Foreign manufacturers sourcing exit China
Posted by China Sourcing CommentatorNov 11
Many foreign manufacturers sourcing from China for their markets in the US or Europe are considering closing down their China facilities and relocating their plants back home, according to a recent survey of multinationals operating in China.
“The emerging consensus among those who are manufacturing in China principally for export is that the economics of such manufacturing has become unviable when compared to relocating their manufacturing facilities closer home,” says Chris Devonshire-Ellis, Beijing-based senior partner at Dezan Shira & Associates, a leading FDI consultancy that services MNC clients in China, India, Hong Kong and Vietnam.
The survey, of component manufacturers in the auto and aviation industry, was carried out by China Briefing, a premium business guide for multinationals and other businesses that operate in China. Its findings reveal that this dramatic rethink of the future of many China-based plants has been prompted by a variety of considerations: the rising cost of production in China, along with a host of other China factors that are making the decision to continue with export manufacturing economically and politically risky.

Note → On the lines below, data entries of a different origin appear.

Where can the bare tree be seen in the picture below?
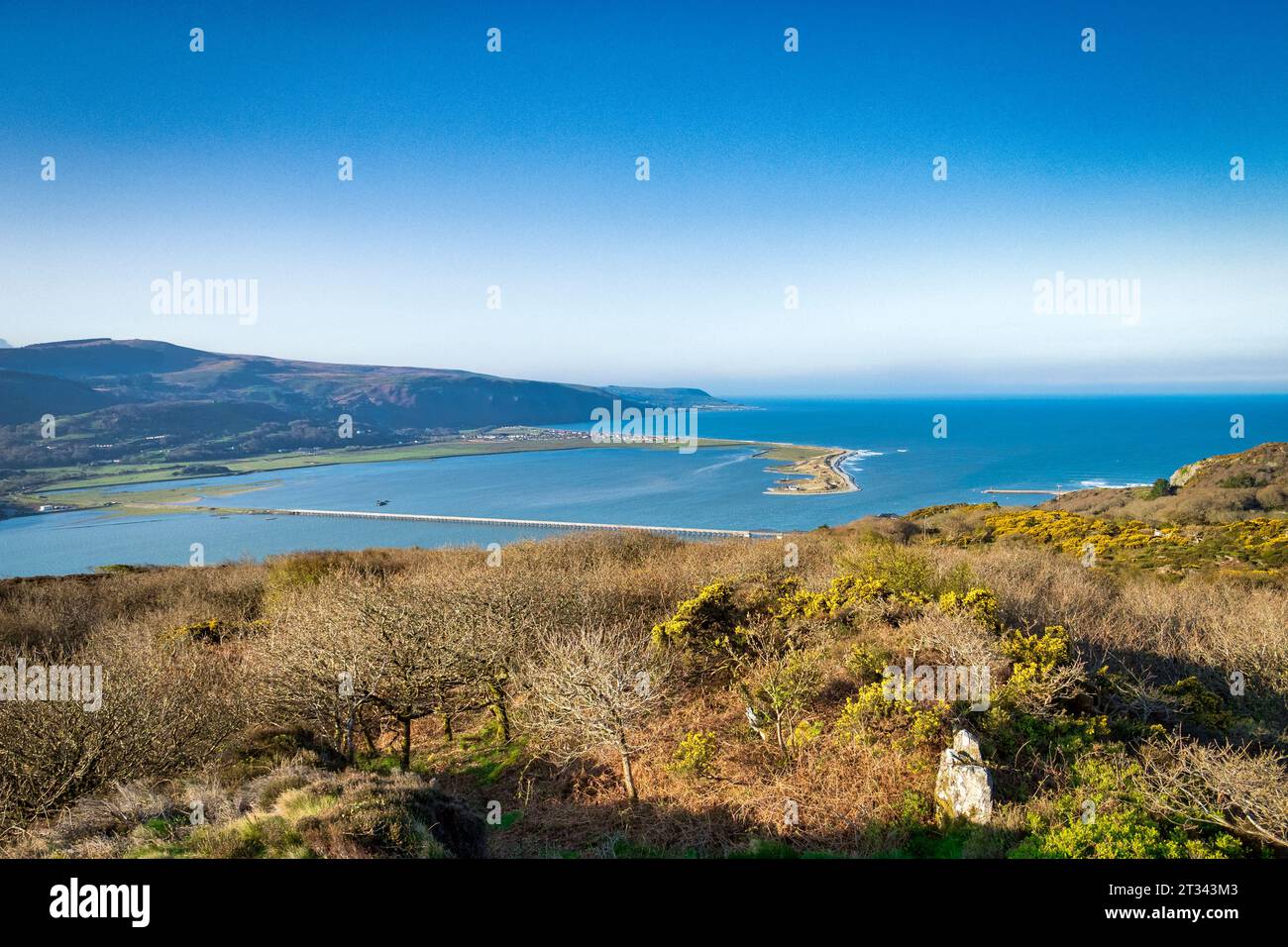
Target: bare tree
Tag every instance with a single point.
(1225, 787)
(591, 688)
(353, 643)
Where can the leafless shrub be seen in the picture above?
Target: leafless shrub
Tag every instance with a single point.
(1225, 787)
(592, 688)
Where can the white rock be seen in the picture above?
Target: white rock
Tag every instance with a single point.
(965, 787)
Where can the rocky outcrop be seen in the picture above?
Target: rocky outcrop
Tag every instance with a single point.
(964, 788)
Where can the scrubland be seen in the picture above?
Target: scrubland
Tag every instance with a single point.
(634, 696)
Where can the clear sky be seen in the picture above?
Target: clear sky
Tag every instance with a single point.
(767, 169)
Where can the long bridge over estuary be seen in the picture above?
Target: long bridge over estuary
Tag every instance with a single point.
(524, 523)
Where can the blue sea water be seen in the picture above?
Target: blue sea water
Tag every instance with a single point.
(1016, 444)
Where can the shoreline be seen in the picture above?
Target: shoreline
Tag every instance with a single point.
(806, 471)
(820, 474)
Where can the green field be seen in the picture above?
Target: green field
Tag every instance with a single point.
(91, 479)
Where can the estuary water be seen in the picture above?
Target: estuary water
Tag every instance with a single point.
(1014, 444)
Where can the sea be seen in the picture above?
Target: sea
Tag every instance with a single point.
(909, 453)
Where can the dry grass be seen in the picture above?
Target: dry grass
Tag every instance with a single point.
(176, 706)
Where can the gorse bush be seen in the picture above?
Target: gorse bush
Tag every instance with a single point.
(707, 680)
(696, 755)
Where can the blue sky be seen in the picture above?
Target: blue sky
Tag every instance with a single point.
(767, 169)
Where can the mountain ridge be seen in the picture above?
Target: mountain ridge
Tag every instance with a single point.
(124, 392)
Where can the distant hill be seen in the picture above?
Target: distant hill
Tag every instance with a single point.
(26, 397)
(1227, 487)
(120, 392)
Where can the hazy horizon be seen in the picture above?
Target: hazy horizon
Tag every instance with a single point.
(768, 170)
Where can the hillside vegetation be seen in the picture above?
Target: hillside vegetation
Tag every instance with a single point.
(632, 696)
(143, 399)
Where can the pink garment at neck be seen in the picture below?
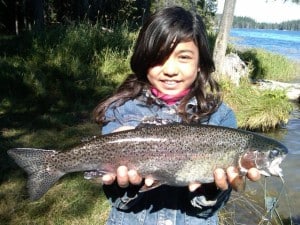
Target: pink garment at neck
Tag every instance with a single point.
(169, 99)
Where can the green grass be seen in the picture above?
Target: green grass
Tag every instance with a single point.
(266, 65)
(261, 110)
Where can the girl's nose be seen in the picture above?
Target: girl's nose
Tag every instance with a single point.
(170, 68)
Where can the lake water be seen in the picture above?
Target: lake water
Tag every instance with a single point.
(283, 42)
(286, 43)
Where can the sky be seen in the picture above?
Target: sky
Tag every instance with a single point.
(269, 11)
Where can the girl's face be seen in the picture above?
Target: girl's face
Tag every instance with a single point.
(178, 72)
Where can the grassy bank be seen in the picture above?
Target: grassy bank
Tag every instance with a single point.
(49, 84)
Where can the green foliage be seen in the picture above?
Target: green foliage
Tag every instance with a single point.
(64, 68)
(257, 109)
(267, 65)
(246, 22)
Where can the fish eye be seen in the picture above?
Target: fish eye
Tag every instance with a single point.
(273, 153)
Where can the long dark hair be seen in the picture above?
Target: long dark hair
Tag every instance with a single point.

Last year was a particularly challenging one for foreign manufacturers in China. For one thing, notes Devonshire-Ellis, China did away with tax incentives for foreign investors and passed legislation that effectively pushed up corporate tax rate for foreign manufacturers to 35% (including a surcharge on profits repatriation). “That has been seen negatively,” he adds.
In addition, China introduced a new labour contract law, which “is seen as imposing unacceptable levels of burden on companies if they wish to downsize as a result of a downturn in the market,” says Devonshire-Ellis. “It ties companies to fairly serious financial consequences.” All this, the survey notes, has raised the cost of doing business in China closer to levels seen in developed markets.
Other China-specific factors have proved equally critical in shaping the decision of foreign manufacturers to relocate their plants away from China. Among these, the survey notes, are the continuing quality control problems, with “Chinese partners seemingly unable to prevent the inclusion of toxic materials into products, a judicial system that does not recognise the damage done to foreign companies when substandard products are delivered, and a general attitude of cutting corners in an administration that seems unable to legislate or effectively monitor it.”
“There hasn’t been sufficient recourse in China to match damage caused to US companies buying Chinese components or having Chinese components in their supply chain,” says Devonshire-Ellis. “When things go wrong, there has not been sufficient recourse, and that’s a concern.
At the same time, labour unions in the US and Europe are increasingly prepared to be “more reasonable” over salary demands, the survey revealed. “Workers in the US and Europe are coming around to the fact that they cannot insist on huge salary increases,” notes Devonshire-Ellis. “US workers have seen so many jobs lost over the years to emerging markets that the unions are being more reasonable as regards workers’ rights and the wage increases they’d like to see…. The feeling is that it’s a natural trend for US workers to be less aggressive in asking for increases because they are seeing the results of what happens if they take the opposite tack.”
Asked if US companies operating in China were also responding to the election of Barack Obama, who campaigned the platform of keeping US workers’ jobs from being shipped overseas, Devonshire-Ellis said “it didn’t seem linked to any political issues.”
Nevertheless, he notes, these are signs that multinationals are finding the additional and seemingly never-ending burdens of export manufacturing in China to be not worth the increased effort in basing production in the country.
“I’m not sure if they are leaving China for good,” says Devonshire-Ellis. “It’s more that there comes a tipping point where the analysts and economists back home think this is not feasible in the short- to medium-term.” Particularly when China “is not offering added value to its production facilities… On the contrary, it is lowering value: you have problems with quality, you have higher taxes, and you have difficulties with the labour contract law. Taken together, these perhaps negate the benefits of moving manufacturing facilities to China in the first place.”